What does WASF mean in SYNDROMES

The Washington Angelman Syndrome Foundation (WASF) is a non-profit organization dedicated to promoting awareness of, supporting research into, and providing essential resources for individuals and families living with Angelman Syndrome.

Individuals with Angelman syndrome often experience developmental delays in speech, motor skills, and cognitive functioning. Other common symptoms include seizures, ataxia (lack of muscle coordination), tremors, hyperactivity, sleep disturbances, flat facial features with wide eyes that appear to be youning outwardly, frequent laughter or smiling, microcephaly (small head size).

The WASF provides comprehensive educational materials on Angelman Syndrome as well as support groups to connect individuals who have been impacted by it. In addition they provide assistance in locating medical experts in the field as well as financial assistance for people who cannot afford treatments related to their condition.

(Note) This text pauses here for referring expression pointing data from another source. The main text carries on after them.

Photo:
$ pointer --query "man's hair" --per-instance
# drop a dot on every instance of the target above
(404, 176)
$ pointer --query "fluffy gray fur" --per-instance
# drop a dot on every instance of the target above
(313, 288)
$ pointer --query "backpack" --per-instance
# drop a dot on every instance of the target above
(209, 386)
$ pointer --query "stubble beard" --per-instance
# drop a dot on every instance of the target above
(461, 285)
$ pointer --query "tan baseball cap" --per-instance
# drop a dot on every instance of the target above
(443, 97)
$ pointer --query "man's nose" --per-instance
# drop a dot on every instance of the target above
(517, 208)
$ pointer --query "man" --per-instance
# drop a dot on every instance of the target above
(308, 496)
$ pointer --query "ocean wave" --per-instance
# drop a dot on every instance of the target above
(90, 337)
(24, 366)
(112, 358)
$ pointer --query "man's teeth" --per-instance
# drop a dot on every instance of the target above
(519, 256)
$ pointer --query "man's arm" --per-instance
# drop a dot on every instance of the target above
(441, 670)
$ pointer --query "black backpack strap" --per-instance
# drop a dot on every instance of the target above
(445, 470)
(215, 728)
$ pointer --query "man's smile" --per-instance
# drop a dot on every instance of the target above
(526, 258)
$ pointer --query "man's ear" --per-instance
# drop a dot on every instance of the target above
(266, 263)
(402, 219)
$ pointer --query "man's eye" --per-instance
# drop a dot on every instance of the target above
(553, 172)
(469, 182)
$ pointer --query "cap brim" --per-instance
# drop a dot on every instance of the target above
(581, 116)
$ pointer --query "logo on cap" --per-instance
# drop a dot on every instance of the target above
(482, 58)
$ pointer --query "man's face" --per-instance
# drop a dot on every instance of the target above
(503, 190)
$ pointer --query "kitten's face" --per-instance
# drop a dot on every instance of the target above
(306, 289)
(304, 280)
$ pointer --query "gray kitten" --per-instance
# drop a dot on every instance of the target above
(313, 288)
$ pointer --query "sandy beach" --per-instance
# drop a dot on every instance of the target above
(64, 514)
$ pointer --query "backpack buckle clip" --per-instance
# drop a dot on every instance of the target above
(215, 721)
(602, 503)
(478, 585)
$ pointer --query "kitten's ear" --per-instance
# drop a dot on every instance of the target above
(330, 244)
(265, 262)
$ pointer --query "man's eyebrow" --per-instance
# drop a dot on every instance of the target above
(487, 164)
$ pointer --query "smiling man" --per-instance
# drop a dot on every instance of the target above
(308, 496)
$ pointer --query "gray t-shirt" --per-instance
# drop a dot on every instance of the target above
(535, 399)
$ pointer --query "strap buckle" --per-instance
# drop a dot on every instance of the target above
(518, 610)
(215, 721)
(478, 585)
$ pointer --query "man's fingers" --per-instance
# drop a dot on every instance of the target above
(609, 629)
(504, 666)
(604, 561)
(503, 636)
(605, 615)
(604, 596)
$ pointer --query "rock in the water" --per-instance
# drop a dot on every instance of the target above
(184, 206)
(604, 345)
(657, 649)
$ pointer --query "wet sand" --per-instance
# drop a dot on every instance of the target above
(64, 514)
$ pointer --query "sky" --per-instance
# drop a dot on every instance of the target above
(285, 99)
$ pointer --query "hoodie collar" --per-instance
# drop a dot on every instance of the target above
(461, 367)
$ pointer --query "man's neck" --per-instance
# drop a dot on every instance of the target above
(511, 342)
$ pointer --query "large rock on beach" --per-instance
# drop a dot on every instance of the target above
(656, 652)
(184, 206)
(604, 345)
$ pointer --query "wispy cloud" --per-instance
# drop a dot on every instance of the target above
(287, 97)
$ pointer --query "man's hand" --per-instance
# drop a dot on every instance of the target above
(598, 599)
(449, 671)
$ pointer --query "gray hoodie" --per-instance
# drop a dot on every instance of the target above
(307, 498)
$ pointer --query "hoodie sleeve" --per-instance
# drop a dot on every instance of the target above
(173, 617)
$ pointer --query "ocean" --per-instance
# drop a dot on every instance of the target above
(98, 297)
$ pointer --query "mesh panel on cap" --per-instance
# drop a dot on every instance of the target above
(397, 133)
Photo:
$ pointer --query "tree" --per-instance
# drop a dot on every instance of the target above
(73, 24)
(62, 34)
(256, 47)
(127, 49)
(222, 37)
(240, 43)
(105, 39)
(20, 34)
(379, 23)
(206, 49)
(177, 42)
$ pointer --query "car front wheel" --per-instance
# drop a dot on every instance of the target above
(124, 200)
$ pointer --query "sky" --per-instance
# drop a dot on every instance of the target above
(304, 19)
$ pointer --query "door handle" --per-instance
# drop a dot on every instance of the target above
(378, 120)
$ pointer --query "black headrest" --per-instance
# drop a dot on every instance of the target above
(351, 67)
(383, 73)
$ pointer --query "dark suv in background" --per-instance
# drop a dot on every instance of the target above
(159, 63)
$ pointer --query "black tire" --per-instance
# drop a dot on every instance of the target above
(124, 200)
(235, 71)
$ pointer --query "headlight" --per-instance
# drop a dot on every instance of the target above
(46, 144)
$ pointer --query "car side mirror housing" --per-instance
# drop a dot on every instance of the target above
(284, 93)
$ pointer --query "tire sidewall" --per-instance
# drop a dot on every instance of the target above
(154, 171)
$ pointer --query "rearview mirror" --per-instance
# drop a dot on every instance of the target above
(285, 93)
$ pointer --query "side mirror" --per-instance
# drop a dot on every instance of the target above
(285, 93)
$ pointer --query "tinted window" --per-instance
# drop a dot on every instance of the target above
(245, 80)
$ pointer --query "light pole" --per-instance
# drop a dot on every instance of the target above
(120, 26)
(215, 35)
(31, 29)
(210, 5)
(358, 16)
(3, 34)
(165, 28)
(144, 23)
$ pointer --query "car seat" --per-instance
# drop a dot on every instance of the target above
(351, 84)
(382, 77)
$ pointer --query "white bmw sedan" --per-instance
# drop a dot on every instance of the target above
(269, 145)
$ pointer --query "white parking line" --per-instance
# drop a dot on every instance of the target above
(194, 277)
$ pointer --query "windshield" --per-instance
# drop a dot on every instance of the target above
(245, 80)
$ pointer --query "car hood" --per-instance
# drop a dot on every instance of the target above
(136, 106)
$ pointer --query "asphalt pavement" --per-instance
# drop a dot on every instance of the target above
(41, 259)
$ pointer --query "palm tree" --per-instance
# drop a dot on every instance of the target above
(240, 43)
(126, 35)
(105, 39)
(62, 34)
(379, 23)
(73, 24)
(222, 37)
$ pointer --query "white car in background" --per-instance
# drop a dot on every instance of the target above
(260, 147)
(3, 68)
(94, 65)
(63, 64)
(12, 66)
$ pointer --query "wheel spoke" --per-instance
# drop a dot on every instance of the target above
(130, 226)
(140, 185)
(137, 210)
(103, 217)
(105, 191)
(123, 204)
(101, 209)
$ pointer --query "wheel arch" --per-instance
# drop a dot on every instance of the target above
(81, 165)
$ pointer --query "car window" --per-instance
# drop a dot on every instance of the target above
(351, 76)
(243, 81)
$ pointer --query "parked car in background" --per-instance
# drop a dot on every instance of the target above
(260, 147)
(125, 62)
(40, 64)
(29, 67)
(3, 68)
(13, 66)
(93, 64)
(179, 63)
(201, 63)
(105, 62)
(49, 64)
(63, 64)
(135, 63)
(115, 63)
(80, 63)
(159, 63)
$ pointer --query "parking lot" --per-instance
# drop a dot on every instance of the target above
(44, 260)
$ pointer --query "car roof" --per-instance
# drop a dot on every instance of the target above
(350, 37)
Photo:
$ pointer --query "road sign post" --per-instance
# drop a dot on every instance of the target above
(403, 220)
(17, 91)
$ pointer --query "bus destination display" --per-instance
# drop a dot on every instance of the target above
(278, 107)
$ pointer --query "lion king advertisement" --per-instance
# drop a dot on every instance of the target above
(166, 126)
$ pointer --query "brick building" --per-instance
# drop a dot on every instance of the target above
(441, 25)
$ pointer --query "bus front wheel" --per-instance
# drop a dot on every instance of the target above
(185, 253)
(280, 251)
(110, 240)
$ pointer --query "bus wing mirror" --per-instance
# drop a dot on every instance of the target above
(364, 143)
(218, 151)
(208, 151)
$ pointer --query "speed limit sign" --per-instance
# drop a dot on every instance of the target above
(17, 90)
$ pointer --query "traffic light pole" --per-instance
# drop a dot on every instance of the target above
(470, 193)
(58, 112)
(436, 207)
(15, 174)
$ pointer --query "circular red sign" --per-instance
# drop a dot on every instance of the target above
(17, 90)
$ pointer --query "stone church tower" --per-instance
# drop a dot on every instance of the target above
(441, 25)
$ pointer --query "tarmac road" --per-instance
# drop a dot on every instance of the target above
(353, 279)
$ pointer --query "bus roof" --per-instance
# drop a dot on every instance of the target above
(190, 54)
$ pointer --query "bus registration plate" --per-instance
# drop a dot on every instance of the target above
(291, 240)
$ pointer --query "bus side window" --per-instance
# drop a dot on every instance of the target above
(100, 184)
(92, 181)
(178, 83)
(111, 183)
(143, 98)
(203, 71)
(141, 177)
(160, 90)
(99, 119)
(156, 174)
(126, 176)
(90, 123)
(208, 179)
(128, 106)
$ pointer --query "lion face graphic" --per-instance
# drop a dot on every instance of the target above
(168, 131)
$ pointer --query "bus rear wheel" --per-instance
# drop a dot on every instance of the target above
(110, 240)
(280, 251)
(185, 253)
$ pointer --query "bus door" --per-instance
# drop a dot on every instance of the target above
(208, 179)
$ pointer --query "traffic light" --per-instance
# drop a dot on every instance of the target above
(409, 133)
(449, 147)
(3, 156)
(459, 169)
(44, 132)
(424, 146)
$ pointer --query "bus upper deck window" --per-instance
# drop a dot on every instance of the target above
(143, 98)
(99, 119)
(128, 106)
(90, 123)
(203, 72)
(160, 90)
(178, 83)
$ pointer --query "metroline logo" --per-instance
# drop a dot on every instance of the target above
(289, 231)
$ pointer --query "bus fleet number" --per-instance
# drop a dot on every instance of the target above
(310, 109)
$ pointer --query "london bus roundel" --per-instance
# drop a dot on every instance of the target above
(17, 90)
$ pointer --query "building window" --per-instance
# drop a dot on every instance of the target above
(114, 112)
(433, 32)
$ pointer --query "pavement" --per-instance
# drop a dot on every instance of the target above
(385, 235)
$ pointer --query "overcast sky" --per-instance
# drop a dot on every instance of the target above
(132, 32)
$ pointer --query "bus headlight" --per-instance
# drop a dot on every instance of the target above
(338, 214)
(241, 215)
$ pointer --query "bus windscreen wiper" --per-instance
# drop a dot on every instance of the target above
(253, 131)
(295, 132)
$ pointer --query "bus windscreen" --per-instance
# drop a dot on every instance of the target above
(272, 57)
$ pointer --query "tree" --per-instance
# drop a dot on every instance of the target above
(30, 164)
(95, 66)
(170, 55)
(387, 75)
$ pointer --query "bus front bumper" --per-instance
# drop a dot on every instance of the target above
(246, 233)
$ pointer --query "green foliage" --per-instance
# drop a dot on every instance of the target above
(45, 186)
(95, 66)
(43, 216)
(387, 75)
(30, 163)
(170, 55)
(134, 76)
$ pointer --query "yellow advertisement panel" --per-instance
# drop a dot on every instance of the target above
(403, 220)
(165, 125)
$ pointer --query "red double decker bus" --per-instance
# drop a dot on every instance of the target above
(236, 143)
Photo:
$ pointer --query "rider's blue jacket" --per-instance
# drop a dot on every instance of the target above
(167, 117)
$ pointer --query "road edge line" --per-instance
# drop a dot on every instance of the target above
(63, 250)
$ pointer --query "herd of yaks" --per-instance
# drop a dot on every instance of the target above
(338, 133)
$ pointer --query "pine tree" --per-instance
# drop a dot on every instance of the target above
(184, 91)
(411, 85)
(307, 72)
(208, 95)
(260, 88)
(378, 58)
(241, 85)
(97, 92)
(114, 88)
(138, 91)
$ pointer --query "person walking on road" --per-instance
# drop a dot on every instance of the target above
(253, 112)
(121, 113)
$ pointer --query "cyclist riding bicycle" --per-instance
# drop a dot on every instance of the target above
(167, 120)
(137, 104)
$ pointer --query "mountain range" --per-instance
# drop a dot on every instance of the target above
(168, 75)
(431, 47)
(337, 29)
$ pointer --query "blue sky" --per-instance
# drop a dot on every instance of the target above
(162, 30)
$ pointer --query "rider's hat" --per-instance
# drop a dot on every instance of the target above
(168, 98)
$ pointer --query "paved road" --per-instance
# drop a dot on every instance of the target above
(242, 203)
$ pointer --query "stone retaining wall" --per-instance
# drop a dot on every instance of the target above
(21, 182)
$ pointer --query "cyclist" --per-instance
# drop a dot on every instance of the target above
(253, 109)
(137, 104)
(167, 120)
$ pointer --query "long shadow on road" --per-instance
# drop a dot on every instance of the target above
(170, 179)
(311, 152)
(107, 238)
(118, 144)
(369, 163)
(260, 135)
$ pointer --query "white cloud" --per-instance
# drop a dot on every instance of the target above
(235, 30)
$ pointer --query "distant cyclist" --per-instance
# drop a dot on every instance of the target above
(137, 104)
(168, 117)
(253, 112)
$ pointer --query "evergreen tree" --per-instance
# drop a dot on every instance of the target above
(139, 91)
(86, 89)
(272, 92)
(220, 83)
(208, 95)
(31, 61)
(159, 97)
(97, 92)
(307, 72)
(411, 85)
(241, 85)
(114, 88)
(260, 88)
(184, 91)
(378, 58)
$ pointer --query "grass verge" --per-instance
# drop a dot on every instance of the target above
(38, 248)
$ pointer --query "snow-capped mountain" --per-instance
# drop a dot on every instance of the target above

The WASF provides financial support towards research initiatives associated with prevention methods, improved treatments and potential cures for this genetic disorder. Additionally they work in collaboration with scientists around the world on more than 100 studies related to understanding the condition better as well as developing therapies that improve quality of life outcomes for those affected.

The WASF offers a number of educational opportunities such as webinars and seminars on current issues surrounding living with AS as well informational events at regional conferences throughout North America each year. They also advocate for legal rights of those affected by AS through legislative efforts at state and federal levels.